Hello, dear friend, you can consult us at any time if you have any questions, add WeChat: daixieit

COMP47750

Machine Learning with Python

Assignment 2

Feature Engineering

Objective

The objective of this assignment is to assess the impact of feature engineering on a traffic volume prediction task. The data is available in the file metro_traffic_15_19.csv. This file is an extract from the UCI dataset here <link>.

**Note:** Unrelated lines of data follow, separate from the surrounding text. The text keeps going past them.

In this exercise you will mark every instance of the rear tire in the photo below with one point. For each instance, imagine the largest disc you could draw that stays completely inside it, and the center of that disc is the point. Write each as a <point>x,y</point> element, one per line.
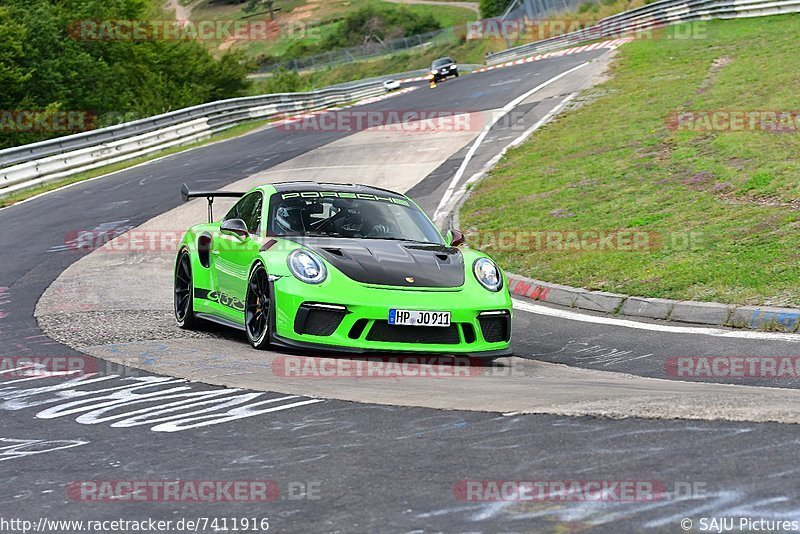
<point>183,289</point>
<point>257,309</point>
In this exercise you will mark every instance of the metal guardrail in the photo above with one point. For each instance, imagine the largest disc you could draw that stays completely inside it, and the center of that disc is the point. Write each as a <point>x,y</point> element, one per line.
<point>34,164</point>
<point>652,16</point>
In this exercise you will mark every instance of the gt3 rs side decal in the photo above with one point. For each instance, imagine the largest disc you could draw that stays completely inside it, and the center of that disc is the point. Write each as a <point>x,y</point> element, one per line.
<point>221,298</point>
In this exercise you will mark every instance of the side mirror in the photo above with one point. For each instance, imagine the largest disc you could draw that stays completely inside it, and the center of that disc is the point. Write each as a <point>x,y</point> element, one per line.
<point>235,227</point>
<point>458,239</point>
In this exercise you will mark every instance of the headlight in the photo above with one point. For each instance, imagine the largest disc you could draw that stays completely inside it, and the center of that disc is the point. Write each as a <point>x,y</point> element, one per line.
<point>487,274</point>
<point>307,267</point>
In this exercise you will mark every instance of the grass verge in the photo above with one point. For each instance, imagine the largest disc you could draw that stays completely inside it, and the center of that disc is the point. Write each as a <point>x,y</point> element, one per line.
<point>719,208</point>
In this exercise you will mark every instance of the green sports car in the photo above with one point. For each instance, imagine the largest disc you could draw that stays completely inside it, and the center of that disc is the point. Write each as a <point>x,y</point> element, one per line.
<point>340,267</point>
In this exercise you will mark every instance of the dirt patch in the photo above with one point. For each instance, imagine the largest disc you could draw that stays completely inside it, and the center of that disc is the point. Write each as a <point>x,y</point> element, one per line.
<point>716,66</point>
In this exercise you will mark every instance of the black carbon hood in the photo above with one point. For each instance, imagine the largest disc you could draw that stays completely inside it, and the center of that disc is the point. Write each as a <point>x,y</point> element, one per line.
<point>388,262</point>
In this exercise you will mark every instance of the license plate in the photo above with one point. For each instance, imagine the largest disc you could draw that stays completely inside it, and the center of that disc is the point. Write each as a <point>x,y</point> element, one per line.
<point>418,318</point>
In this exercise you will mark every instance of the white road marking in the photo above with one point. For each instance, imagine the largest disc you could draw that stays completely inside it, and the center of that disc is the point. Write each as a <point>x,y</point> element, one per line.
<point>440,209</point>
<point>505,82</point>
<point>492,162</point>
<point>625,323</point>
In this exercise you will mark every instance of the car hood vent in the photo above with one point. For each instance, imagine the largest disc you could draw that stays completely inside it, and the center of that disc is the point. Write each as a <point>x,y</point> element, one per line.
<point>389,262</point>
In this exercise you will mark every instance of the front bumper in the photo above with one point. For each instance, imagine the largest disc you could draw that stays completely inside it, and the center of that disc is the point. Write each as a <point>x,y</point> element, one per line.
<point>353,318</point>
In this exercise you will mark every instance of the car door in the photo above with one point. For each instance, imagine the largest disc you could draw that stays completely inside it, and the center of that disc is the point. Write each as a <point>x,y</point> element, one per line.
<point>235,254</point>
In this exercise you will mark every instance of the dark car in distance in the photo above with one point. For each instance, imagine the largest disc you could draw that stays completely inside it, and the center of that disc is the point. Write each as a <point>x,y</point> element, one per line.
<point>443,68</point>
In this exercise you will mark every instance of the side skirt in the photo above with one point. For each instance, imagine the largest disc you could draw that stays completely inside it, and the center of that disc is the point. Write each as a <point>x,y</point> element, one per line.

The idea is to generate effective features for predicting traffic volume from data available a day in advance. You can assume that reasonable forecasts for the weather features are available a day in advance.

Task 1

1. Load the dataset into a dataframe that can be used for predicting traffic_volume

a day in advance.

2. Produce some plots at different time-scales to see if there is periodicity in the traffic volume.

Task 2

1. Extract hour, day and month features from the time-stamps.

2. Divide the data into train and test sets keeping one third of the data for testing.

3. Build two different regression models and test the accuracy. Try Linear Regression and one other regression model from scikit learn.

Task 3

1. Given that the linear numeric encoding of the hour, day and month features may miss cyclical signals, investigate and test a cyclical strategy for encoding these features. Does this strategy improve accuracy for the models tested in Task 2?

Task 4

1. Identify subsets of the features for this prediction task. These can be the same subset for all models or model-specific subsets.

Submission: This is an individual (not group) project. Submission is through the Brightspace page. Your submission should comprise your notebook. Clear all outputs in the notebook before saving for submission. You should use markdown cells in the notebook to report your findings and conclusions.